What stood out to me about our day at the fair was meeting so many people concerned about the state of our water, and looking for ways to do their part to clean it up. So here are some actions you can take to do your part:

  • Clean up the Storm Drains: Storm drain grates collect refuse from our neighborhood (leaves, trash, sand) and all of that travels unfiltered into natural waters. By cleaning up the storm drain near you, you can help minimize the pollution moving from your neighborhood.

  • Collect Lawn Waste: Lawn waste (cut grass, leaves etc.) is filled with Nitrates which are a significant source of pollution in Minnesota waters. By bagging up, composting, or repurposing your lawn waste, you are helping to keep it out of natural waters.

  • Use the Rain: Install a rain barrel on your gutter (DIY Instructions).
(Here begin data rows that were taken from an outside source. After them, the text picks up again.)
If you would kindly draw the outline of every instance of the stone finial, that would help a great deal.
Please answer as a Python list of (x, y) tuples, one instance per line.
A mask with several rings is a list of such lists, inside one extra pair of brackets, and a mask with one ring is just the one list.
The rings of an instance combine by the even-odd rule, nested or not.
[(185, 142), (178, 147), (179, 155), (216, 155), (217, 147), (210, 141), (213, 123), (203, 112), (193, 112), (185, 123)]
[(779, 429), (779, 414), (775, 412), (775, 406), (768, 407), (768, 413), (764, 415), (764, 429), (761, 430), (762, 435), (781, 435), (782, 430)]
Rain barrels collect storm runoff, which can be used to water plants. Plants do not need water that is purified to standards for human consumption. By using the collected rainwater, you lessen the demand for clean drinkable water, which in turn saves energy and helps us maintain the longevity of our water supply.

  • You can also convert your garden to a rain garden! The main feature of a rain garden is it has a deep basin-like center that collects rainwater and allows it to filter down into the ground. By encouraging rainwater infiltration, you reduce the potential for polluted runoff, and increase the water storage capacity of the land around you.

There are more ways to help [Clean up your animal waste!], but hopefully these three tips help get you started.